Tiago Rei lembrou que, enquanto fazia parte do executivo da Junta, se debateu por este assunto. «Quando eu estava a terminar o mandato, havia solução para pôr duas antenas de operadoras distintas e ainda fazer uma requalificação, reparação quase completa ou pôr equipamento mais moderno numa antena que está em São Bento, e que é a única», porém «estão a afastar-se estas possibilidades» e «é triste», depois de «tanta luta», deixar de fazer o investimento, referiu. Também Luís Ferraria fez referência a esse «velho problema», alertando ainda para a possível necessidade de alteração do Plano Diretor Municipal (PDM), que dificulta a instalação.

O presidente da Câmara, Jorge Vala, começou por referir que não recebeu «nenhum pedido» das operadoras para instalação de novas antenas, explicando, depois, que «as regras que o PDM tem, neste momento, dificultam em muito essa instalação»: «Habitualmente as operadoras querem colocar as antenas junto dos aglomerados urbanos, mas o PDM diz que têm que distar 100 metros desses aglomerados, mas que têm que estar em zona em que se possa construir. Ora, conjugar estes dois fatores em São Bento, não digo que seja impossível, mas é muito difícil», afirma. «Não temos um instrumento de gestão que nos permita licenciar uma antena que não esteja nas condições e cumprindo as regras que o PDM determina», reforça.

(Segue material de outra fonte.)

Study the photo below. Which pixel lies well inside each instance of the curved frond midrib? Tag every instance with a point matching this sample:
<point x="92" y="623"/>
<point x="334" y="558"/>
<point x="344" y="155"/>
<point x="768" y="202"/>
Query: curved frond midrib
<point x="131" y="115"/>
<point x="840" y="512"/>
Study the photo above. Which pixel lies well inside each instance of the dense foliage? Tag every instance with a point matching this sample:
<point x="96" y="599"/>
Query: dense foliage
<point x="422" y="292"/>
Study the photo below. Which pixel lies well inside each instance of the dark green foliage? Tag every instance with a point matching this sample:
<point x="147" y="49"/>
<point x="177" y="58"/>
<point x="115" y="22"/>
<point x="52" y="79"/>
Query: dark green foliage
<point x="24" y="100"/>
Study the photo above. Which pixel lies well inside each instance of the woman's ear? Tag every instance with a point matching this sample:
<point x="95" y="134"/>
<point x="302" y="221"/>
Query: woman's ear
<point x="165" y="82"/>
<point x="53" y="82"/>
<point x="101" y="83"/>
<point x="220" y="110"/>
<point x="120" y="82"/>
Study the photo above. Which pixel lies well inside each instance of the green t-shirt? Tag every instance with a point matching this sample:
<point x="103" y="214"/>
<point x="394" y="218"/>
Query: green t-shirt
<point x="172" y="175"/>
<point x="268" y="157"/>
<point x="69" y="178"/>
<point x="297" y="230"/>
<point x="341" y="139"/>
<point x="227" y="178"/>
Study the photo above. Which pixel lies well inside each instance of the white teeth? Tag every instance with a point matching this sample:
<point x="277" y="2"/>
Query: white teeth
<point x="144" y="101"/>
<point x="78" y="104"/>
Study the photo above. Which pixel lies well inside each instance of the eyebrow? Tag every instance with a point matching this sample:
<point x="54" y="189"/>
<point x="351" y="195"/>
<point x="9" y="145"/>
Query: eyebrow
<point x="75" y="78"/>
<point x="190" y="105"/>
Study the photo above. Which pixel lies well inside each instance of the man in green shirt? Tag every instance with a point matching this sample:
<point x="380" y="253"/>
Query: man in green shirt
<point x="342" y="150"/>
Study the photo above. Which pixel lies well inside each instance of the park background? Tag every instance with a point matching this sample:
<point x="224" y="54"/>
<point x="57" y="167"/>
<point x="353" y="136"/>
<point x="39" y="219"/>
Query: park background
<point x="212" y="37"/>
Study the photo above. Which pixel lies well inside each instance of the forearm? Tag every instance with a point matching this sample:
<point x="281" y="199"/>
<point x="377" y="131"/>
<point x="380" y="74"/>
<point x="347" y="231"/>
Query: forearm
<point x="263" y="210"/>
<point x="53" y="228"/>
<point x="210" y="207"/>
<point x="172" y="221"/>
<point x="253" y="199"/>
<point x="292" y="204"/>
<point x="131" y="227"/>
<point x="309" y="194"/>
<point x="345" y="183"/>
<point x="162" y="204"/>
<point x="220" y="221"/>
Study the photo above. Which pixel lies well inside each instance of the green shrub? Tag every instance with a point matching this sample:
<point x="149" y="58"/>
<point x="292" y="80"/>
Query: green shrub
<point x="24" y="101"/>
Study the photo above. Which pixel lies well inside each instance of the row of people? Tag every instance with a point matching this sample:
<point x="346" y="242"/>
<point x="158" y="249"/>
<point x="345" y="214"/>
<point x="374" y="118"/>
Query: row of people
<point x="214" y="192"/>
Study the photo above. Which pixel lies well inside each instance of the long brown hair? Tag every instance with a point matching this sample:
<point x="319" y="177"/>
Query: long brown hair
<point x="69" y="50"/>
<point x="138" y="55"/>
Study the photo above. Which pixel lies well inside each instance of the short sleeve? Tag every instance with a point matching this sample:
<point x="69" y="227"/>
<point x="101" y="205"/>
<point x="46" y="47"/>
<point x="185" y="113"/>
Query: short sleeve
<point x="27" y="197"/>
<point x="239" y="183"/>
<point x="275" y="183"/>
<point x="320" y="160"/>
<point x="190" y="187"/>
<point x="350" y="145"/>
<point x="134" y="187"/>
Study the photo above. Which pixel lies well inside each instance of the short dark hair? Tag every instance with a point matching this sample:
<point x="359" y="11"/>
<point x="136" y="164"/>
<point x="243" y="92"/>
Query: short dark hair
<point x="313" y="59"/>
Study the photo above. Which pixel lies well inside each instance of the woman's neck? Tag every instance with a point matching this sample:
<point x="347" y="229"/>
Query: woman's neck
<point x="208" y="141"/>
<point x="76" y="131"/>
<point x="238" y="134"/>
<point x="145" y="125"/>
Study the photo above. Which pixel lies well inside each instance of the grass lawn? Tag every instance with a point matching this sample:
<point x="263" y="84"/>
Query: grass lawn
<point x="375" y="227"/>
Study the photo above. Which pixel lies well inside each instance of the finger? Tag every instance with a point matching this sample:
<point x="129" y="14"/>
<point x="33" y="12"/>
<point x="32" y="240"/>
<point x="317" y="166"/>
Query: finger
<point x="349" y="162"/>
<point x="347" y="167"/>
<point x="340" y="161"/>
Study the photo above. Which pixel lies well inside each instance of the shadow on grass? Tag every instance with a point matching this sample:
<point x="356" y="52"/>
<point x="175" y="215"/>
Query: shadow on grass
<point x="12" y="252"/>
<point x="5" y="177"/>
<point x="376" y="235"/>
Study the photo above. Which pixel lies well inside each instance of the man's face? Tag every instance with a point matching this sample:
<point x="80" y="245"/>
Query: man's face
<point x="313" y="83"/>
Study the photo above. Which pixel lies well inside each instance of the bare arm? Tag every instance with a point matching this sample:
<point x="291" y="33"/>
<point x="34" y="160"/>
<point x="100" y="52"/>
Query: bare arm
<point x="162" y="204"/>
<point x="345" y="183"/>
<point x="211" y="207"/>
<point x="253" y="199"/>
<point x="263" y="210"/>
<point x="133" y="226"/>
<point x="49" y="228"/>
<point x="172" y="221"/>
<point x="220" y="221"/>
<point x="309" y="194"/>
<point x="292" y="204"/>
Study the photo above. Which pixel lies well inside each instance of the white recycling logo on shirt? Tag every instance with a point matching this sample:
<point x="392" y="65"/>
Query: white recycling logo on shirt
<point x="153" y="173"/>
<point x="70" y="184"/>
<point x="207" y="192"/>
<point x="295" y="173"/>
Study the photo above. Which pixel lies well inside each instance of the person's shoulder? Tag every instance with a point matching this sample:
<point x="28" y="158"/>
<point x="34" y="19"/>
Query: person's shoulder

Jorge Vala disse ainda que tem «tentado, junto da Altice, que modernize a antena que está em São Bento, inclusive o Município já se disponibilizou para ser parte da solução. Não houve resposta sobre esta questão específica», adianta. O autarca salienta, no entanto, que «não é a Altice que tem que assegurar o serviço básico de rede móvel», já que «quem ganhou o concurso foi outra operadora, a NOS, que não tem feito investimento no nosso território». O presidente da Câmara lembra ainda que o protocolo, que findou no ano passado, com a Altice era apenas relativo à fibra ótica, que «foi a prioridade». «Enquanto lutámos pela fibra ótica, não nos preocupámos assim tanto com a rede móvel. Hoje a rede móvel é uma preocupação porque já temos fibra ótica», referiu.

Fibra ótica “a 100% até ao final deste ano”

Na última reunião de Câmara pública, o presidente do executivo, Jorge Vala, informou que teve «uma reunião com um operador indicado pela Altice, mas também pelas outras operadoras», para que seja aprovado um protocolo que «irá permitir a cobertura de fibra ótica a 100% até ao final deste ano». O protocolo já cessado, com a Altice, previa apenas uma cobertura a 93%. O autarca frisou que ainda não está assinado «protocolo nenhum», pois ainda é necessário «perceber quais são os termos do protocolo». «Já sabemos que a central de distribuição será em Alcaria, é o sítio mais indicado. Já falámos com a senhora presidente de Junta e o assunto há de ir a Assembleia de Freguesia», revelou o autarca, acrescentando que a pretensão é de que «este processo seja o mais rápido possível» para servir «todo o concelho, onde se incluem as freguesias de Alvados e Alcaria, uma parte de Serro Ventoso e sobretudo o Alqueidão da Serra. Depois há outras franjas que estão incluídas, inclusive a própria Mira de Aire onde há uma parte que não tem o serviço», salientou.